The Turbid Plaque

A confusing mixture of ongoing projects

A Sturdy Blanket Booth

I’ve been getting into voiceover projects lately, and it’s time I documented my recording setup. For those new to this subject, the key challenge in making high-quality voice recordings is setting up a “treated space.” There’s a whole literature on sound treatment, but the essence of it for this purpose is to kill all echoes in the recording room.

It’s harder than you might think.

My carpeted home office sounds like it has fine acoustics on my podcasting mic, but with even a prosumer-quality voiceover mic, it sounds like I’m at the bottom of a well. For serious voice work, I needed to build a space surrounded by sound-deadening materials, and I wanted to do it as cheaply and quickly as possible.

There are numerous tutorials online about constructing a basic voiceover booth, but they all seem to include an idea that offends me as a former construction worker: using PVC pipe as a structural support. I will now embark on a minor tirade.

Thou shalt not apply structural loads to plumbing pipes.

The biggest problem with pipe is that it’s built and tested only for carrying fluids from point to point. It’ll withstand pressure from inside, but how much load can it carry on the outside before breaking? I don’t know. Neither do you. Neither does the manufacturer.

In addition, PVC is an unsustainably produced plastic, requires noxious glues to hold it together properly, and isn’t particularly cheap if you’re buying it in quantity.

Fortunately, there’s an inexpensive, universally available, sustainably produced material with known load-carrying specifications that can be worked with simple hand tools, nails, and screws: lumber. So that’s what I used to build my booth.

I bought a few warped 2x4s from the rejects bin at the local lumber yard, grabbed some scraps of other sizes from my own leftovers in the garage and shed, and got out my hand saw, screwdriver, hammer, and a handful of fasteners and hardware. For acoustic treatment, I picked up a couple of heavy moving blankets. A voice booth doesn’t have to look good, just sound good.

The photos show how I built it.

Crude but effective voice booth. Pardon the mess.

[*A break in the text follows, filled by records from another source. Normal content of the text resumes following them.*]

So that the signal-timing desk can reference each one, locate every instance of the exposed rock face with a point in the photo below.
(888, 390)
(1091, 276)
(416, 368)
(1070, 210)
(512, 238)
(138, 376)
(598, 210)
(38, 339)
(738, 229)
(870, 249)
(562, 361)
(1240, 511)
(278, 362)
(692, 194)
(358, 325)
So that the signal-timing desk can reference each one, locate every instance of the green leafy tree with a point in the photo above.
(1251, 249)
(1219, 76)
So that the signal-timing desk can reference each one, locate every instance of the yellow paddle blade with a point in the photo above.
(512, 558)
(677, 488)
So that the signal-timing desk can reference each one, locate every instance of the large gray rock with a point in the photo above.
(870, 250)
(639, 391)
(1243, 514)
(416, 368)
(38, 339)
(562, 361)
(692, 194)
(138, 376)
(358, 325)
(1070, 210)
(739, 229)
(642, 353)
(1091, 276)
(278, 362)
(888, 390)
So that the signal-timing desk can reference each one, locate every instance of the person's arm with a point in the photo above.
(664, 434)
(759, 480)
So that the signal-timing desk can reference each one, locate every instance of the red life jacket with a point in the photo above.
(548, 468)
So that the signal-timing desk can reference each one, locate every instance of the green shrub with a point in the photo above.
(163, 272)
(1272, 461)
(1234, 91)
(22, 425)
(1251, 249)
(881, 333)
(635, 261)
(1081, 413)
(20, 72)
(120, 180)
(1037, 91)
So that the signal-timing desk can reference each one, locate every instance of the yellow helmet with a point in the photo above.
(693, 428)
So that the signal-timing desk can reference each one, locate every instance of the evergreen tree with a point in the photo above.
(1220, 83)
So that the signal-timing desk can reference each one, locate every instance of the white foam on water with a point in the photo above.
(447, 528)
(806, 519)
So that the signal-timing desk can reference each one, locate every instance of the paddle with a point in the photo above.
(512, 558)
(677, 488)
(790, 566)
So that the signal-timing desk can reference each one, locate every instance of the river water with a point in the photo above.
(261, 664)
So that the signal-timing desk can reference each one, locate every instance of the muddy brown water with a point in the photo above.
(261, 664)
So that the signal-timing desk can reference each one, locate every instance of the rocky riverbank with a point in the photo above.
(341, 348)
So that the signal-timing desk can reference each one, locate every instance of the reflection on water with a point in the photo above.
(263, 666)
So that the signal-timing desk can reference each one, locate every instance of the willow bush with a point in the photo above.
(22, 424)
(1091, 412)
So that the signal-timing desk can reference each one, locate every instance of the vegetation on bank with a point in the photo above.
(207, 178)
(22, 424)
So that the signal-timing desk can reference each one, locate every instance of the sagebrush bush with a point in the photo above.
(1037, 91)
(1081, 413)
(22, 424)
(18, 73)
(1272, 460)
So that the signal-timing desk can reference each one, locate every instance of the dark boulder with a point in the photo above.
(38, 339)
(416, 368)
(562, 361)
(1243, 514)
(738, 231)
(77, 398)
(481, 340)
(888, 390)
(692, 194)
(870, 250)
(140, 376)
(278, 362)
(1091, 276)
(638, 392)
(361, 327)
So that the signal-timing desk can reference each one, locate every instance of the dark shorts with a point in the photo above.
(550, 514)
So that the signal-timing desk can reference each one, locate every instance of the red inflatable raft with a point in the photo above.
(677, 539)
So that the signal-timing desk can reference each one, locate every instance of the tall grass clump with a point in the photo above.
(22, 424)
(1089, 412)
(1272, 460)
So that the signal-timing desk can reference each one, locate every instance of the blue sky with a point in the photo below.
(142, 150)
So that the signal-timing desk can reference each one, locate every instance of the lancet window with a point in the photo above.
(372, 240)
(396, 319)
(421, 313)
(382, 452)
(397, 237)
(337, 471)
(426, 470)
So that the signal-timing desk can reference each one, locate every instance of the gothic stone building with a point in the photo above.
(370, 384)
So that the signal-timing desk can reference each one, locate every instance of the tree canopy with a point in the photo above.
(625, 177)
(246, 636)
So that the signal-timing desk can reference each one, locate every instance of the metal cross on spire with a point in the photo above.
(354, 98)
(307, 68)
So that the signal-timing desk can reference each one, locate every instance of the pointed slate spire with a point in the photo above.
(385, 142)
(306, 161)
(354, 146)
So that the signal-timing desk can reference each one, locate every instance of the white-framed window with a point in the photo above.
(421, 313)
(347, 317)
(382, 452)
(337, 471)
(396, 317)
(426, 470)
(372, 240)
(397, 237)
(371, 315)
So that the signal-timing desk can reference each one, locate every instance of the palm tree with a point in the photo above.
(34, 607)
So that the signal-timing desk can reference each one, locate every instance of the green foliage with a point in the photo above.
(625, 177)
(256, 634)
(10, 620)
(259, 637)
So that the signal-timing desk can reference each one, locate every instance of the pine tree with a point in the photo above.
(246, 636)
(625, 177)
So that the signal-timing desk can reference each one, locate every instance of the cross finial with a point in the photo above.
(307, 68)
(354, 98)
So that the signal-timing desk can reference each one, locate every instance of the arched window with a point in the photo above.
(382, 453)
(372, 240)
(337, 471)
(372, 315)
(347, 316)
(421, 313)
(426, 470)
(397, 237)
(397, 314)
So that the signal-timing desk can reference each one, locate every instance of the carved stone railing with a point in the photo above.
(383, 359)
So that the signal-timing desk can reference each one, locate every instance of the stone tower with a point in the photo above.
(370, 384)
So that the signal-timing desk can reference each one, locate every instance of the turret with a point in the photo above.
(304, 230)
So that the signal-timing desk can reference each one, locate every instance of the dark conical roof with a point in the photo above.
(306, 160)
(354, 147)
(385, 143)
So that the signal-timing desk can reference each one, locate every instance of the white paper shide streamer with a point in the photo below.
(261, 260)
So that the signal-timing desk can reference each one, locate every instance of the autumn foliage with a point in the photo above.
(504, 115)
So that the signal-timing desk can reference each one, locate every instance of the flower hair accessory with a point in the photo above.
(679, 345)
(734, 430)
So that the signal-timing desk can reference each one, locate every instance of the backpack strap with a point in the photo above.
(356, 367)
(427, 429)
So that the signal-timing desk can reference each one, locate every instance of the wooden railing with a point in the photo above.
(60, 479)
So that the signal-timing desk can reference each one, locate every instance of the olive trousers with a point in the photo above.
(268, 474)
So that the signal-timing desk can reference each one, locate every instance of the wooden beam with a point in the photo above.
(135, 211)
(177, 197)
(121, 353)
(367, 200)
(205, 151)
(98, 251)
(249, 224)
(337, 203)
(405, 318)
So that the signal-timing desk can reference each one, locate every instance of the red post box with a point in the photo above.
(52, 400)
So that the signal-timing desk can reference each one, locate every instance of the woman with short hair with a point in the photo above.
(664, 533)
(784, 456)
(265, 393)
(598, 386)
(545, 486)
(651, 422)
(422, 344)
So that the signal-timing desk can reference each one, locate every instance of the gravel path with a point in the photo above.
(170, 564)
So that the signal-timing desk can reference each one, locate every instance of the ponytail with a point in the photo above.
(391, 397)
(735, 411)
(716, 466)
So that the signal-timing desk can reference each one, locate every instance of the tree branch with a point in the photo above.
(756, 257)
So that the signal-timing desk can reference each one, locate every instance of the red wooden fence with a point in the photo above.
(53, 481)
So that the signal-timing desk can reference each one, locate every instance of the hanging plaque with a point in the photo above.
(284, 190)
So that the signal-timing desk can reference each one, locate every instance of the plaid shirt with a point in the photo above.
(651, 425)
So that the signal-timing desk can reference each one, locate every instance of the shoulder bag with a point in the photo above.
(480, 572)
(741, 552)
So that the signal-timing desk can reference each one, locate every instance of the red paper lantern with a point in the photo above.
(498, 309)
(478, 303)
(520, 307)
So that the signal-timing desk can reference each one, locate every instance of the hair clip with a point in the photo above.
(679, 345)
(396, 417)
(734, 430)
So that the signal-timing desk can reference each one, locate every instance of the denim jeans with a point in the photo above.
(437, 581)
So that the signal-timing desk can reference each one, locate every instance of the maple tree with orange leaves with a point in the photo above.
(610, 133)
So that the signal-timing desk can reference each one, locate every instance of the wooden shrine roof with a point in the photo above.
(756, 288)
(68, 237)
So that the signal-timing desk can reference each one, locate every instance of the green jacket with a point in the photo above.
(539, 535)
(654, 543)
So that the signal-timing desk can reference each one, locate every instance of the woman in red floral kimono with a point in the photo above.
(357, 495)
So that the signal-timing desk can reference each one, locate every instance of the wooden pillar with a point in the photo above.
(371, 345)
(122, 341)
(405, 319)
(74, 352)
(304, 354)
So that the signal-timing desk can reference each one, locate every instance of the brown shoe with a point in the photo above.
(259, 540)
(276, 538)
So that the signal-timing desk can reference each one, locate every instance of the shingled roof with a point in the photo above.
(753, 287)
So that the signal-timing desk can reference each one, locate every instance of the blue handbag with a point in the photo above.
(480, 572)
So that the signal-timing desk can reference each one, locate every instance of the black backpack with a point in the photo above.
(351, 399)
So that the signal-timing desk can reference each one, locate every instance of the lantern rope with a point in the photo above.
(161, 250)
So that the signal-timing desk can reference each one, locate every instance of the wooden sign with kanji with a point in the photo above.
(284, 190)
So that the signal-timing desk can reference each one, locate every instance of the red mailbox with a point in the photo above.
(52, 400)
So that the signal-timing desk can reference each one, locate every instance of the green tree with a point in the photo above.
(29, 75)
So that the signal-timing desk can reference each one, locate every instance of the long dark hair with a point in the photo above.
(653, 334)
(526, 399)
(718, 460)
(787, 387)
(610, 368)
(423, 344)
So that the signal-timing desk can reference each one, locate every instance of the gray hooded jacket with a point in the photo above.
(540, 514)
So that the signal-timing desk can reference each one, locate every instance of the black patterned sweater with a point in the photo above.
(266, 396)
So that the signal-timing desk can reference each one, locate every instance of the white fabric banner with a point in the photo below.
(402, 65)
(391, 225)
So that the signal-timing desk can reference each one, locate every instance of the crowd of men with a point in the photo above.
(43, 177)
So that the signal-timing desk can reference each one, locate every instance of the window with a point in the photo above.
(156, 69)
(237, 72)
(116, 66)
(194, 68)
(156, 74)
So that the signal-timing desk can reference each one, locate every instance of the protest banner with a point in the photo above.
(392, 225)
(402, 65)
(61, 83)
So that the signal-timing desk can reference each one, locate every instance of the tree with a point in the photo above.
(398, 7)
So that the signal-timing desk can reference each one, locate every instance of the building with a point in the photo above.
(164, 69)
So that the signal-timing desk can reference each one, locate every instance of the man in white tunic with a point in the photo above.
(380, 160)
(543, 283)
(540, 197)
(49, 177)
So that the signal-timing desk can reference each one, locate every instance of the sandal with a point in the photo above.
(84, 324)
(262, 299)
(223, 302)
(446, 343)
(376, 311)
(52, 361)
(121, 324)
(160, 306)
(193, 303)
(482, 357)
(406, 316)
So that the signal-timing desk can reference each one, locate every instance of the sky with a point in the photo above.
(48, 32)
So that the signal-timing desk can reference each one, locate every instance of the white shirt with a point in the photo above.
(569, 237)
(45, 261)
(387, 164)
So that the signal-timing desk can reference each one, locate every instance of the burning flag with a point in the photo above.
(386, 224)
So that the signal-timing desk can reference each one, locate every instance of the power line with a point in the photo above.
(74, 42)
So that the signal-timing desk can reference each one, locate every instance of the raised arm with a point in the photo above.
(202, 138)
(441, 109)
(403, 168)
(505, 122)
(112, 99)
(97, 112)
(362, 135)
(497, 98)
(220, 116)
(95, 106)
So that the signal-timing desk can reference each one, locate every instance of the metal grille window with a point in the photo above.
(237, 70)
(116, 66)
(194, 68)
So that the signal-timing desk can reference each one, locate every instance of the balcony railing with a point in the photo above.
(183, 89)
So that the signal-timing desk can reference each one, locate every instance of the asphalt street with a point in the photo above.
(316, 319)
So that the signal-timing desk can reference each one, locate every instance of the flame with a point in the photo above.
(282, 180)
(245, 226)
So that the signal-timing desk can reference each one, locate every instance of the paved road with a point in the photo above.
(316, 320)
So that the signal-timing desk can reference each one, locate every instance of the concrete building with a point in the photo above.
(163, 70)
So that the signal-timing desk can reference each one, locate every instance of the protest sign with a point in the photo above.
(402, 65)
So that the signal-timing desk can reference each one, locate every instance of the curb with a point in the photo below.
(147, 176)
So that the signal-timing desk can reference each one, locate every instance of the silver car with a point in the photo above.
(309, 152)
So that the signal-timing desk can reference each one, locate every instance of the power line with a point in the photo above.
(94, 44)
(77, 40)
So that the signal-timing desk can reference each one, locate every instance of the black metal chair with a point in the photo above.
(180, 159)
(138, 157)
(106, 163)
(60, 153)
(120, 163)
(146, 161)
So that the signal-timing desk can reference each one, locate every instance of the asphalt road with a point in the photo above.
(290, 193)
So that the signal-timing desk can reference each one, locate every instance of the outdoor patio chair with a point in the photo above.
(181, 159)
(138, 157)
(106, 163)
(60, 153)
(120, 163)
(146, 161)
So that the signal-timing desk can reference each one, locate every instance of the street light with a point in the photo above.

Here’s a photo of the finished booth in the corner of the (cluttered) basement, with the blankets mostly removed to show the structure. The white material on top is some cloth batting I stapled into place, because the blankets wouldn’t quite reach over.

Fine woodworking.

Screws hold most of the structure together. I had this 1×12 left over from another project, and it made a good brace around the bottom to keep the sides from racking. This would work just as well with nails, but the screws were handy and they’ll also be easy to remove when I want to move or modify the booth.

Sophisticated acoustic treatment installation.

Around the top of the frame, I drove nails spaced to fit the grommets on the moving blankets. I overlapped the blankets, but it’s easy to part them like a curtain to step in or out of the booth. The blankets don’t quite reach the floor, so there’s a little bit of ventilation underneath.

A very sturdy bracket.

I had a couple of shelf brackets on hand, but if I’d been buying them specifically for this project, I probably would’ve gone a little smaller. In any case, these support a shelf made of scrap plywood, at a comfortable height for a standing desk. That holds the recording computer, microphone boom, and audio interface.

Hold my script.

Here’s the final setup. I just recently added the rod across the back, which I can hang my iPad from by its folio-style case. That lets me put the script at eye level when I’m facing the mic, while the recording computer is to my right. The overhead light isn’t strictly necessary, but it would be pretty dark in there without it.

The recording computer, by the way, is a decade-old MacBook Air that now runs Linux. It does a lovely job recording with Audacity, and it’s silent.

People who know what they’re talking about have told me that the booth’s audio quality is fine, with no unpleasant resonance or echoes. In addition to audiobooks, I’ve recorded voiceovers for some small indie video games in there, as well as all of my homework for a voiceover class I took this Fall. If I keep doing this, I may want to build a more permanent and sophisticated booth, but at least I know this one won’t collapse on me.